When You Stop Calling Your Dream Client, They Become Dissatisfied and Select Your Competitor
It never fails: as soon as you stop calling and pursuing your dream client, they become dissatisfied and choose your fiercest competitor and rival. You may have called on them for years, you may have established relationships, and you may have believed that, should they ever decide to move, that you would be given a shot.
Maybe six weeks has gone by since your last call, maybe a full quarter has past. Was that call even a value creation call? You pick up the phone and call only to discover that your competitor is already implementing their solution.
In sales, we too often err on the side of under-communicating with our dream clients, reaching out to them only at the C-Level and only every quarter or so. We pretend that this is professionalism and that to do any more than that means that we are acting too aggressively, something we believe will cost us our self-proclaimed title of Trusted Advisor or Consultative Seller.
While you are “being professional,” your competitors are filling the gaps that you are leaving in your communication and your nurture plan.
If You Leave Your Sales Call Without a Scheduled Advance, It Will Take Months To Reconnect and Restart the Process
Maybe your sales call went better than expected. Maybe they loved you and your offering. Maybe you have never been so warmly received. Whatever. You left the sales call without scheduling a rock solid, concrete commitment that will advance your deal.

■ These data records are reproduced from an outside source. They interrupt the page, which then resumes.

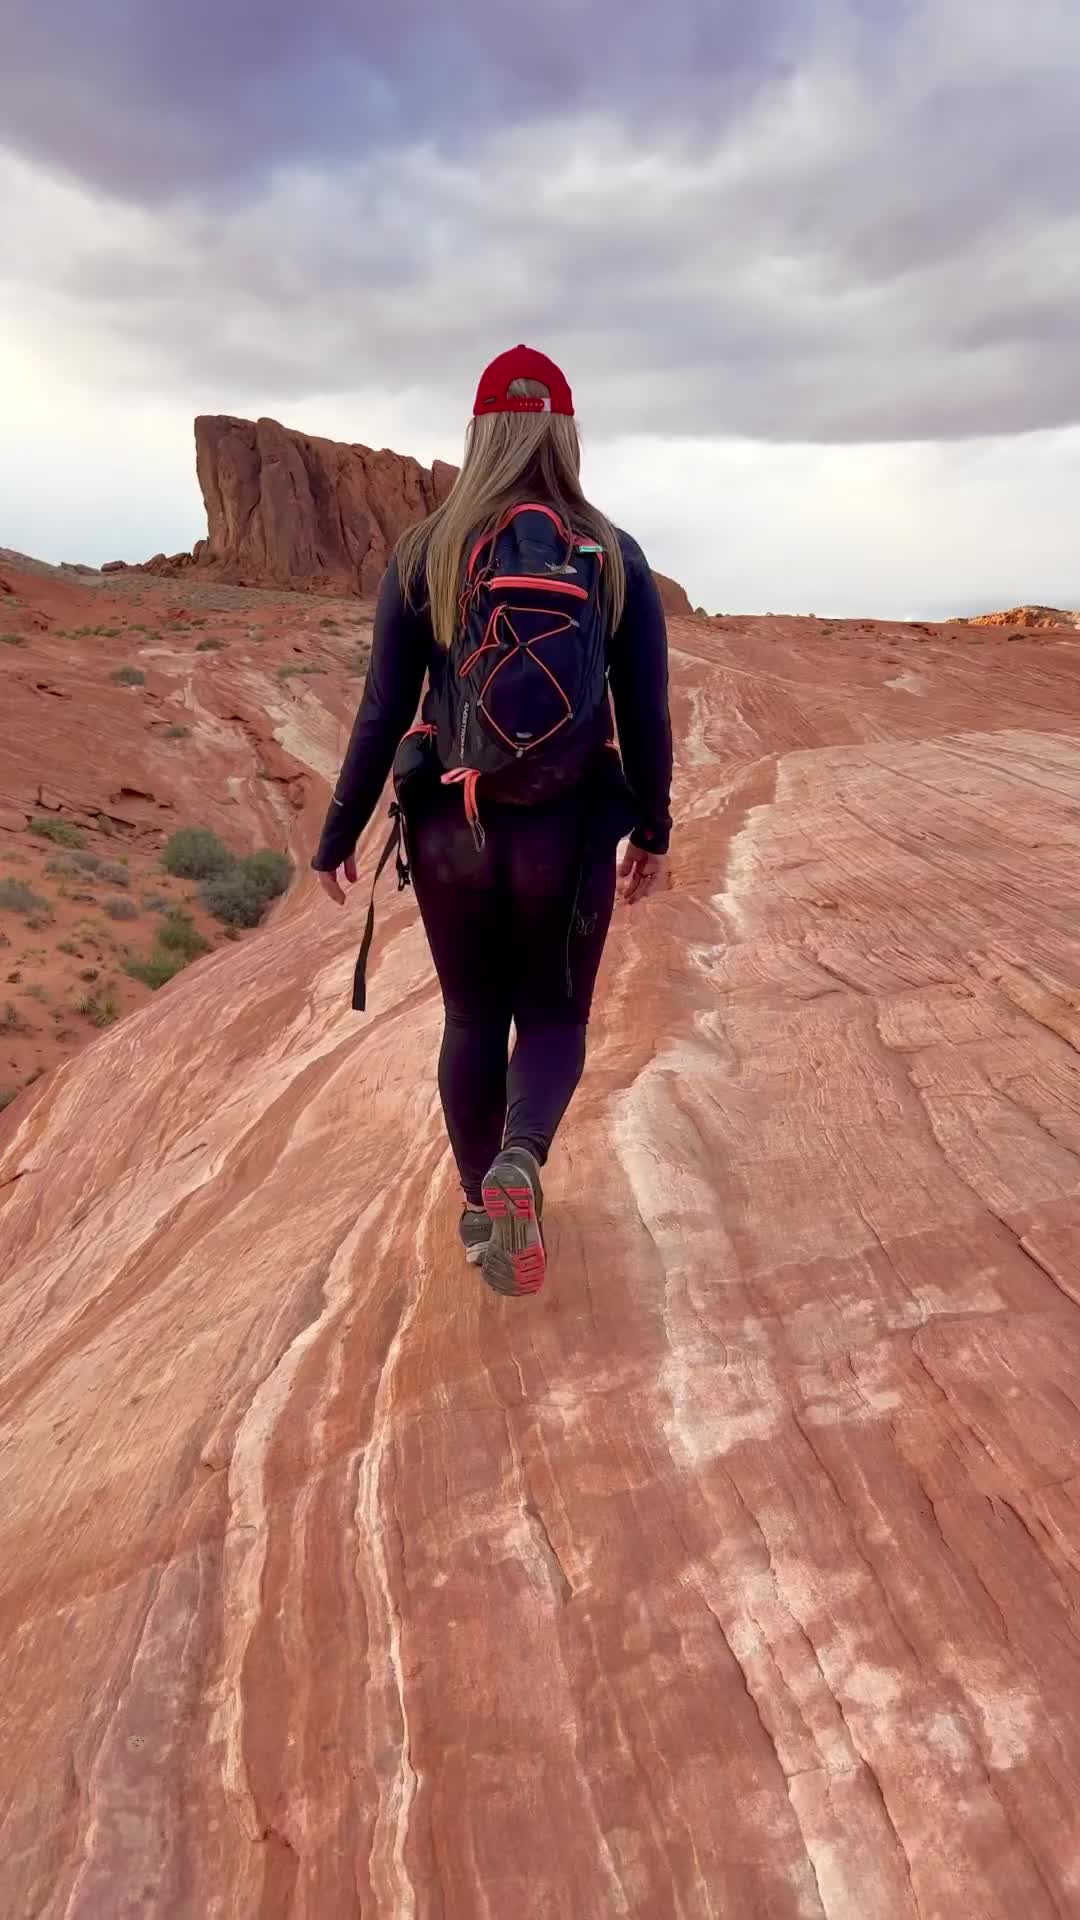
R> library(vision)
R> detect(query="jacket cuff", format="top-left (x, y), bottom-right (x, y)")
top-left (631, 823), bottom-right (670, 856)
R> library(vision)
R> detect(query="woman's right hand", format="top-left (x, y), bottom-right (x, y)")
top-left (317, 855), bottom-right (358, 905)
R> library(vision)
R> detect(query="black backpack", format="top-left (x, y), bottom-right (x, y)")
top-left (427, 502), bottom-right (610, 841)
top-left (352, 503), bottom-right (612, 1011)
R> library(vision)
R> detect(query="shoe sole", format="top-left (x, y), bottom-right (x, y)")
top-left (463, 1242), bottom-right (487, 1268)
top-left (482, 1168), bottom-right (546, 1297)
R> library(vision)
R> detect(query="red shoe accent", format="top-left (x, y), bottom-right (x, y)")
top-left (512, 1247), bottom-right (546, 1293)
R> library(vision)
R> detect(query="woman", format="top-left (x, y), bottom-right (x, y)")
top-left (313, 344), bottom-right (672, 1298)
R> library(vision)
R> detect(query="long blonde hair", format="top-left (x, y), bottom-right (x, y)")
top-left (397, 377), bottom-right (626, 648)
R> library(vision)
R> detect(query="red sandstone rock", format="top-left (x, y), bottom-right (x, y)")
top-left (145, 415), bottom-right (693, 610)
top-left (4, 588), bottom-right (1080, 1914)
top-left (652, 568), bottom-right (693, 616)
top-left (969, 604), bottom-right (1079, 629)
top-left (151, 415), bottom-right (457, 595)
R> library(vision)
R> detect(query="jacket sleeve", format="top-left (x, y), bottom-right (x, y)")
top-left (311, 558), bottom-right (431, 872)
top-left (607, 535), bottom-right (674, 855)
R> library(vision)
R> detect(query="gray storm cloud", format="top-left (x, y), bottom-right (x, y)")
top-left (4, 0), bottom-right (1080, 444)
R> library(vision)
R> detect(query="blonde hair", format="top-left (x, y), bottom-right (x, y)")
top-left (397, 377), bottom-right (627, 648)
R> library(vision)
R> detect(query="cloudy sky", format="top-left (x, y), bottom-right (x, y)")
top-left (3, 0), bottom-right (1080, 616)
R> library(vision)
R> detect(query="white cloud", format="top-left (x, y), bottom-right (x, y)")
top-left (3, 1), bottom-right (1080, 611)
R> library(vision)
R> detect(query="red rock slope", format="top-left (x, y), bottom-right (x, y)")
top-left (5, 609), bottom-right (1080, 1915)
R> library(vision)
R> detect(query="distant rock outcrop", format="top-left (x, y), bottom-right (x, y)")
top-left (968, 604), bottom-right (1080, 629)
top-left (652, 571), bottom-right (693, 617)
top-left (146, 416), bottom-right (458, 596)
top-left (143, 415), bottom-right (694, 610)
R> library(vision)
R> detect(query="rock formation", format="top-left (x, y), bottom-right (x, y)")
top-left (144, 415), bottom-right (694, 609)
top-left (146, 415), bottom-right (458, 595)
top-left (652, 569), bottom-right (693, 616)
top-left (968, 604), bottom-right (1080, 629)
top-left (6, 586), bottom-right (1080, 1914)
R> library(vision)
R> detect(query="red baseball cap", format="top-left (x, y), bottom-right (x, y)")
top-left (473, 344), bottom-right (574, 417)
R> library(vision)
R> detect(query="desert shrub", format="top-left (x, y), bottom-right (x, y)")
top-left (0, 633), bottom-right (28, 648)
top-left (163, 724), bottom-right (190, 739)
top-left (240, 849), bottom-right (292, 902)
top-left (198, 868), bottom-right (265, 928)
top-left (112, 665), bottom-right (145, 686)
top-left (104, 896), bottom-right (138, 920)
top-left (0, 879), bottom-right (50, 915)
top-left (30, 817), bottom-right (85, 849)
top-left (0, 1002), bottom-right (32, 1035)
top-left (57, 938), bottom-right (80, 956)
top-left (195, 637), bottom-right (223, 652)
top-left (162, 827), bottom-right (233, 881)
top-left (75, 989), bottom-right (119, 1027)
top-left (156, 910), bottom-right (210, 960)
top-left (73, 850), bottom-right (103, 875)
top-left (96, 861), bottom-right (129, 887)
top-left (0, 1087), bottom-right (17, 1110)
top-left (142, 892), bottom-right (170, 912)
top-left (79, 968), bottom-right (99, 982)
top-left (125, 949), bottom-right (188, 990)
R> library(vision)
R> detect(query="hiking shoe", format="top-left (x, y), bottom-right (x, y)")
top-left (459, 1207), bottom-right (493, 1267)
top-left (481, 1148), bottom-right (546, 1297)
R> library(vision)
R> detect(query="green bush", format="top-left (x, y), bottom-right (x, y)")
top-left (162, 827), bottom-right (233, 881)
top-left (240, 849), bottom-right (292, 902)
top-left (0, 879), bottom-right (50, 915)
top-left (198, 868), bottom-right (265, 928)
top-left (104, 896), bottom-right (138, 920)
top-left (156, 910), bottom-right (210, 959)
top-left (125, 949), bottom-right (188, 990)
top-left (111, 665), bottom-right (145, 687)
top-left (30, 817), bottom-right (85, 849)
top-left (0, 633), bottom-right (28, 648)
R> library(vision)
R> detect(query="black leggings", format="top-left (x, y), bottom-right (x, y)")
top-left (409, 781), bottom-right (618, 1205)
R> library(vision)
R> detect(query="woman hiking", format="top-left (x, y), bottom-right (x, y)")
top-left (313, 345), bottom-right (673, 1298)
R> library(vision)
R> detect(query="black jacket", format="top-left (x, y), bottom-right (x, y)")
top-left (312, 527), bottom-right (673, 872)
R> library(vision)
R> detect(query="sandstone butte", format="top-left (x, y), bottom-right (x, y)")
top-left (127, 413), bottom-right (696, 614)
top-left (5, 545), bottom-right (1080, 1918)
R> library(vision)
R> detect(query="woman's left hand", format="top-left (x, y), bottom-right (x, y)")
top-left (317, 855), bottom-right (358, 905)
top-left (618, 847), bottom-right (669, 905)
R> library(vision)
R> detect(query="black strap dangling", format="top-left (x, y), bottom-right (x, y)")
top-left (351, 806), bottom-right (405, 1012)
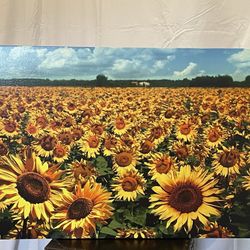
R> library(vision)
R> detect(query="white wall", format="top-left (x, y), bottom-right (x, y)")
top-left (0, 0), bottom-right (249, 48)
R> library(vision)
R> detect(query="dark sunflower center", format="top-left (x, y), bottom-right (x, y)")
top-left (164, 110), bottom-right (173, 119)
top-left (122, 177), bottom-right (138, 192)
top-left (67, 198), bottom-right (93, 219)
top-left (88, 136), bottom-right (99, 148)
top-left (36, 117), bottom-right (47, 128)
top-left (154, 108), bottom-right (161, 116)
top-left (115, 152), bottom-right (133, 167)
top-left (58, 132), bottom-right (72, 145)
top-left (179, 124), bottom-right (191, 135)
top-left (17, 172), bottom-right (50, 203)
top-left (40, 135), bottom-right (57, 151)
top-left (151, 127), bottom-right (163, 139)
top-left (17, 106), bottom-right (25, 113)
top-left (67, 103), bottom-right (76, 111)
top-left (155, 157), bottom-right (172, 174)
top-left (56, 104), bottom-right (64, 112)
top-left (176, 146), bottom-right (189, 159)
top-left (115, 118), bottom-right (126, 130)
top-left (63, 117), bottom-right (73, 127)
top-left (4, 122), bottom-right (16, 133)
top-left (53, 146), bottom-right (66, 158)
top-left (104, 137), bottom-right (117, 150)
top-left (219, 150), bottom-right (239, 168)
top-left (169, 184), bottom-right (202, 213)
top-left (72, 129), bottom-right (83, 141)
top-left (140, 140), bottom-right (153, 154)
top-left (27, 125), bottom-right (37, 134)
top-left (208, 129), bottom-right (220, 142)
top-left (91, 125), bottom-right (104, 135)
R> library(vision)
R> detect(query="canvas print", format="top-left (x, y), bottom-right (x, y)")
top-left (0, 46), bottom-right (249, 239)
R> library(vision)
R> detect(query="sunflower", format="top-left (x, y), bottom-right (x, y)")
top-left (171, 141), bottom-right (192, 163)
top-left (88, 122), bottom-right (105, 137)
top-left (243, 171), bottom-right (250, 190)
top-left (176, 119), bottom-right (197, 142)
top-left (116, 227), bottom-right (156, 238)
top-left (52, 143), bottom-right (70, 163)
top-left (0, 149), bottom-right (65, 221)
top-left (150, 166), bottom-right (222, 232)
top-left (103, 135), bottom-right (118, 156)
top-left (203, 125), bottom-right (226, 149)
top-left (52, 181), bottom-right (113, 238)
top-left (0, 120), bottom-right (19, 137)
top-left (33, 134), bottom-right (58, 157)
top-left (66, 102), bottom-right (78, 114)
top-left (25, 121), bottom-right (42, 138)
top-left (80, 132), bottom-right (102, 158)
top-left (138, 138), bottom-right (155, 159)
top-left (145, 153), bottom-right (176, 180)
top-left (147, 121), bottom-right (169, 145)
top-left (161, 108), bottom-right (175, 123)
top-left (112, 146), bottom-right (138, 174)
top-left (113, 116), bottom-right (131, 135)
top-left (48, 120), bottom-right (63, 134)
top-left (112, 169), bottom-right (146, 201)
top-left (120, 133), bottom-right (137, 149)
top-left (67, 160), bottom-right (98, 186)
top-left (35, 114), bottom-right (49, 129)
top-left (57, 130), bottom-right (73, 146)
top-left (71, 127), bottom-right (84, 144)
top-left (199, 222), bottom-right (234, 238)
top-left (212, 146), bottom-right (244, 177)
top-left (6, 213), bottom-right (50, 239)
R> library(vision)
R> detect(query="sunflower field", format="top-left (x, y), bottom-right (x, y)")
top-left (0, 86), bottom-right (249, 239)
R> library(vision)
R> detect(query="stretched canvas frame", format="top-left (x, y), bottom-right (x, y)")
top-left (0, 46), bottom-right (249, 240)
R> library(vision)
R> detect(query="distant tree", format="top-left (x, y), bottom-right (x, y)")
top-left (96, 74), bottom-right (108, 87)
top-left (217, 75), bottom-right (233, 87)
top-left (245, 75), bottom-right (250, 83)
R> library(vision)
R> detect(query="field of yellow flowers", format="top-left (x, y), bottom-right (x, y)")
top-left (0, 86), bottom-right (249, 239)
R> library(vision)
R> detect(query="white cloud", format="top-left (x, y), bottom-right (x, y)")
top-left (174, 62), bottom-right (197, 78)
top-left (227, 49), bottom-right (250, 81)
top-left (39, 47), bottom-right (80, 69)
top-left (228, 49), bottom-right (250, 64)
top-left (0, 46), bottom-right (177, 79)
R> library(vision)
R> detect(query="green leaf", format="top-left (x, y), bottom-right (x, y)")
top-left (100, 226), bottom-right (117, 236)
top-left (108, 220), bottom-right (123, 229)
top-left (132, 213), bottom-right (147, 226)
top-left (159, 224), bottom-right (168, 234)
top-left (95, 156), bottom-right (108, 169)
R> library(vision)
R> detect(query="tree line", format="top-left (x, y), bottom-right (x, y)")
top-left (0, 74), bottom-right (249, 87)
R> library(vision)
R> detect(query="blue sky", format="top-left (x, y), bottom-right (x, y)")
top-left (0, 46), bottom-right (249, 81)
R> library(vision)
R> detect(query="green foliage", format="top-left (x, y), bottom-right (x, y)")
top-left (100, 226), bottom-right (117, 237)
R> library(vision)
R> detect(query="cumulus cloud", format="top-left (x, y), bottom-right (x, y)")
top-left (0, 46), bottom-right (176, 79)
top-left (0, 46), bottom-right (225, 80)
top-left (227, 49), bottom-right (250, 81)
top-left (228, 49), bottom-right (250, 64)
top-left (174, 62), bottom-right (197, 78)
top-left (39, 48), bottom-right (80, 69)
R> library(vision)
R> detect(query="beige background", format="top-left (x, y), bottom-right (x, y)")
top-left (0, 0), bottom-right (249, 48)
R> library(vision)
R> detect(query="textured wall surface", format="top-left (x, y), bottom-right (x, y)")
top-left (0, 0), bottom-right (249, 48)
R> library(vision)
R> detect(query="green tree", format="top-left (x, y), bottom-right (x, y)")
top-left (96, 74), bottom-right (108, 87)
top-left (245, 75), bottom-right (250, 83)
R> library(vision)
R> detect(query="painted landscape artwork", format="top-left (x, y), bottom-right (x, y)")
top-left (0, 46), bottom-right (249, 239)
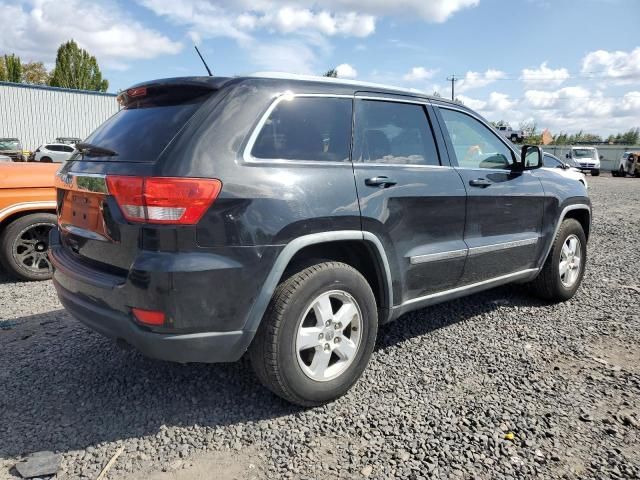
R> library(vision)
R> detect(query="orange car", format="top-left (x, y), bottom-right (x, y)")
top-left (0, 163), bottom-right (58, 280)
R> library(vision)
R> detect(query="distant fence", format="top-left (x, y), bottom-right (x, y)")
top-left (540, 144), bottom-right (640, 171)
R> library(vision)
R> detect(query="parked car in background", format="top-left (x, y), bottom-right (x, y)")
top-left (33, 143), bottom-right (76, 163)
top-left (496, 125), bottom-right (525, 143)
top-left (0, 163), bottom-right (58, 281)
top-left (566, 146), bottom-right (600, 176)
top-left (0, 138), bottom-right (26, 162)
top-left (50, 74), bottom-right (591, 406)
top-left (542, 152), bottom-right (588, 187)
top-left (56, 137), bottom-right (82, 145)
top-left (0, 155), bottom-right (11, 162)
top-left (612, 151), bottom-right (640, 177)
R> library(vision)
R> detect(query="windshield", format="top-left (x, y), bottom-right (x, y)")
top-left (572, 148), bottom-right (596, 159)
top-left (0, 139), bottom-right (20, 151)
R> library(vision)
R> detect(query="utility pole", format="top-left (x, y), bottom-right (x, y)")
top-left (446, 75), bottom-right (458, 101)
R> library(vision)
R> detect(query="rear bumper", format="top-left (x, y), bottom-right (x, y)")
top-left (54, 281), bottom-right (253, 363)
top-left (49, 228), bottom-right (282, 363)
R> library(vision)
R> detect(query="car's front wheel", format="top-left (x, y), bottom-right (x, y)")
top-left (0, 213), bottom-right (57, 281)
top-left (591, 169), bottom-right (600, 176)
top-left (529, 218), bottom-right (586, 301)
top-left (249, 261), bottom-right (378, 406)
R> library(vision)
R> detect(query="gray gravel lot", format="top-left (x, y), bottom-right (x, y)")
top-left (1, 176), bottom-right (639, 479)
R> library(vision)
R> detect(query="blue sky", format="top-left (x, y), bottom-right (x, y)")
top-left (1, 0), bottom-right (639, 135)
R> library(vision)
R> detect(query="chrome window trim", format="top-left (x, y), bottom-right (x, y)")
top-left (353, 163), bottom-right (452, 170)
top-left (242, 93), bottom-right (354, 166)
top-left (355, 95), bottom-right (430, 105)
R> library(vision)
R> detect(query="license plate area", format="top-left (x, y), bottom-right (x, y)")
top-left (59, 190), bottom-right (110, 240)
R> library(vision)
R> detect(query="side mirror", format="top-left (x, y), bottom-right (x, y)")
top-left (515, 145), bottom-right (543, 171)
top-left (565, 153), bottom-right (570, 159)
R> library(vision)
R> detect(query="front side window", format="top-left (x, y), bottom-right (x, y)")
top-left (439, 108), bottom-right (514, 170)
top-left (251, 97), bottom-right (352, 162)
top-left (353, 100), bottom-right (439, 166)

Now, you can’t reach your dream client on the phone. They aren’t returning your email. You would stop by, but you don’t want to bother them and seem like a salesperson. The failure to ask for and obtain the commitment is probably the result of not wanting to sound like a salesperson, too. Working in sales and not wanting to sell comes with a whole set of problems that are only solved by changing your sales behaviors, the first of which is the ability to ask for commitments.
If you leave a sales call without a scheduled commitment that advances the deal, prepare to have your deals stall. If you think it is hard to ask for and obtain commitments during a sales call, your not going to like trying to reengage your dream clients any better.
Conclusion
Effective selling has rules that, like gravity, cannot be broken. Working within these rules and allowing them define your sales behaviors will allow you to succeed. Violating these iron laws of sales will destroy your effectiveness and your results.
Questions
Can you postpone prospecting without impacting your future results? Is there a more important predictor of your future results than your current prospecting activity?
Does being desperate for a deal because you are far from quota cause you to behave poorly? Does it make you believe that you can discount price to win the deal, even when that isn’t your dream client’s primary determining factor?
Do you ever present your solution before you have a full understanding of your dream client’s needs and how they will decide whether to buy your solution? Do you believe your product or service is enough to carry you to a win without an understanding of their needs?
How do you create or build dissatisfaction in order to motivate your dream client to change? Are you willing to do so?
Do you ever believe that because you can’t solve your dream client or your existing client’s problems that your competitor can’t either?
Do you err on the side of under-communicating with your dream client, believing that you are bothering them? Is this because you are really bothering them, communicating with no plan or ability to create value?
Is your pipeline full of stalled deals because you didn’t obtain a commitment at the close of your last sales call? Is it easier or more difficult to reengage a stalled prospect?